Loop London Pops Up In NYC

Loop London, purveyors of stash-worthy, hand-dyed yarn located in London, is taking over MYAK’s New York address for a second year this November 15-17. The Loop London team will host a weekend of events (meet the duo behind Laine magazine!) and shopping with some of Europe’s most sought after yarns, including Qing Fibre, Viola, La Bien Aimee, and Life In The Long Grass. Kits, inspiration, and other great finds will also be available in this not-to-miss pop-up shop and experience. Tickets are on sale now.

The Power of a Hashtag

Hashtags help you go down the Instagram rabbit hole when you want to learn more about a specific topic, but it also can be helpful to documenting your knitting. The Ravelry team recently pointed out that if your Instagram and Ravelry accounts are linked you can post a picture on Instagram with the hashtag #ravelry and it will automatically appear in your Ravelry account when you log in next. A message will appear in your Ravelry inbox asking if and where you would like to use the picture in your Ravelry account. While this handy option has been available to users for sometime, we love this time-saving tip as we move through the busy summer.

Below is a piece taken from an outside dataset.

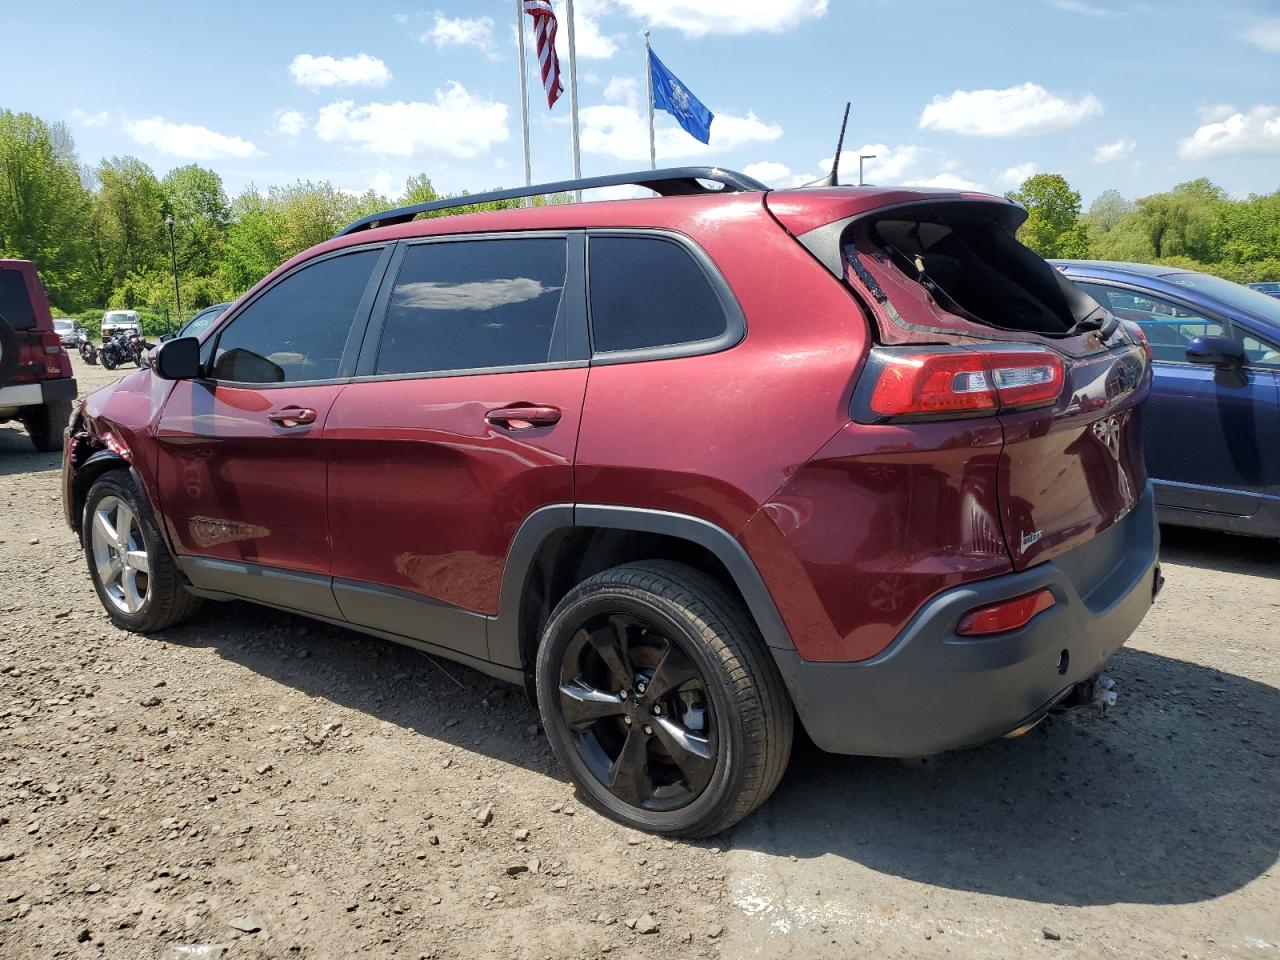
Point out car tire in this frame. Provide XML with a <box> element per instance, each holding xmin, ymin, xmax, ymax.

CAST ON: Thrills With Frills by Ursa Major Knits

Looking to add some color to your summer? Check out Ursa Major Knit’s new shawl that gives you an opportunity to put that skein of ombre or gradient yarn to good use. Combine it with a constrating skein of the same weight yarn and use modular knitting techniques to move through the horizontal and vertical stripes of this epic shawl. Best of all, the shawl has a different look on its wrongside, so it’s like you’re getting two shawls in one!